Como resposta a tal pergunta, há pelo menos 16 anos alguns parlamentares vêm tentando introduzir o sistema de prazo na legislação sobre aborto – vide neste quesito a movimentação feita pelo Fórum dos Conselhos de Mulheres dos Estados que em 1990 pleiteou no Congresso Nacional pela punição de aborto consentido se praticado depois dos 90 dias, e pelo Projeto de Lei nº 3.609/93 apresentado pelo então deputado federal José Genoíno que propunha a liberdade de interrupção da gravidez até os 90 dias da gestação.

O que está por trás da adoção do sistema de prazo é a própria concepção do que seja e, principalmente, de quando começa a vida humana. Defini-se por ser a partir do 3º mês (noventa dias) de gravidez que se inicia a fase do desenvolvimento embrionário que assinala a origem e incremento da organogênese ou formação dos órgãos humanos, antes disso tudo é definido como grande amontoado de células em contínuo processo de multiplicação. Sendo baseado em estudos biológicos, sociológicos, sanitaristas e de política criminal, o sistema de prazo busca permitir a prática abortiva até o 3º mês ou 90 dias de gravidez.
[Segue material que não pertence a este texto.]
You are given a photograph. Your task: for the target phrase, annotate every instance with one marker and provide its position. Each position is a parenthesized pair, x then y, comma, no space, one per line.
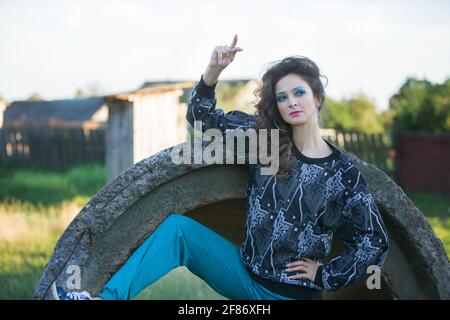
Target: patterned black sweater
(287,220)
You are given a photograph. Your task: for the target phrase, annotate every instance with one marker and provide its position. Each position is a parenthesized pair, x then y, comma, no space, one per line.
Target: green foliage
(49,187)
(357,114)
(421,106)
(29,230)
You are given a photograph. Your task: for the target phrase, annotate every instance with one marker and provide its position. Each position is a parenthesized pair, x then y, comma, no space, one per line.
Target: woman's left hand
(306,265)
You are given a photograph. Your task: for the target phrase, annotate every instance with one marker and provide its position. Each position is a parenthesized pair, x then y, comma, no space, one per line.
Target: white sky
(54,47)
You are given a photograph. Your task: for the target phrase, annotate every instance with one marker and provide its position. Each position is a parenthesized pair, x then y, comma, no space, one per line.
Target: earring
(275,121)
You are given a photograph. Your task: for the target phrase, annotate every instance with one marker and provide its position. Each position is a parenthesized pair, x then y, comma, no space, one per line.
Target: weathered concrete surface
(127,210)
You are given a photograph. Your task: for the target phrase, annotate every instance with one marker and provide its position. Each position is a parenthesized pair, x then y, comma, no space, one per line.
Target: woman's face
(295,100)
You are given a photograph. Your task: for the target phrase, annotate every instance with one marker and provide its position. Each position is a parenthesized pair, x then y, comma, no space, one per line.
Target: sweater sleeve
(360,227)
(202,107)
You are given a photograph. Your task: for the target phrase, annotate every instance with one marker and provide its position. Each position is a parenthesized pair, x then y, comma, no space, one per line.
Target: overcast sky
(55,47)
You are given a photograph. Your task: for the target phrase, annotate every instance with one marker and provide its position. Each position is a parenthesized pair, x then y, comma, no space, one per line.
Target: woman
(317,192)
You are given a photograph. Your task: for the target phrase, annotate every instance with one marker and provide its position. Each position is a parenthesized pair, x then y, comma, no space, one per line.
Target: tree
(357,114)
(422,106)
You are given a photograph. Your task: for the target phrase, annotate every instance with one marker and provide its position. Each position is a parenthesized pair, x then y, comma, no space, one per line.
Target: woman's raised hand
(222,56)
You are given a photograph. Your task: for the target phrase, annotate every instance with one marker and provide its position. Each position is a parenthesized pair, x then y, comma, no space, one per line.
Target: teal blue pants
(182,241)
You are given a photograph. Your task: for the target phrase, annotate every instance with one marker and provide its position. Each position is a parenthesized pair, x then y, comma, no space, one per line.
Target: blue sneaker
(60,294)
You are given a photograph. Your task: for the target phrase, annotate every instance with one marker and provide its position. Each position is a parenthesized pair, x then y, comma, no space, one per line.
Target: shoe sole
(54,292)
Além disto, sua hibridação com o sistema de indicações significa autorizar que a gestante possa recorrer ao procedimento de abortagem para todos os casos (exceto ao expresso no art.125 do Código Penal Brasileiro, porque preza-se pela autonomia da gestante e não contra ela) e, após os 3 meses ou 90 dias, enquadrar-se as opções de aborto legal por indicação para os casos de risco de vida, estupro, e aborto eugênico – quando o feto carregar graves deformidades físicas ou psicológicas.

Evidentemente, a questão é carregada de concepções morais, religiosas, políticas e jurídicas que instituem verdadeiro campo minado, mas os argumentos colocados no textos se baseiam em concepções feministas e dos direitos humanos que traduzem o legado da laicidade do Estado e da autonomia das mulheres como questões que implicam no oferecimento de serviços de saúde pública adequados para todas as mulheres que queiram interromper a gravidez no prazo de 3 mês/90 dias, independente do motivo que tenham.

É, assim, a tentativa de sairmos do "pluralismo jurídico" do aborto clandestino, que agride e mata mulheres, para a concretização do direito à autonomia e à saúde pública, enquanto direitos humanos que responsabilizam o Estado e melhoram as condições de vida das mulheres.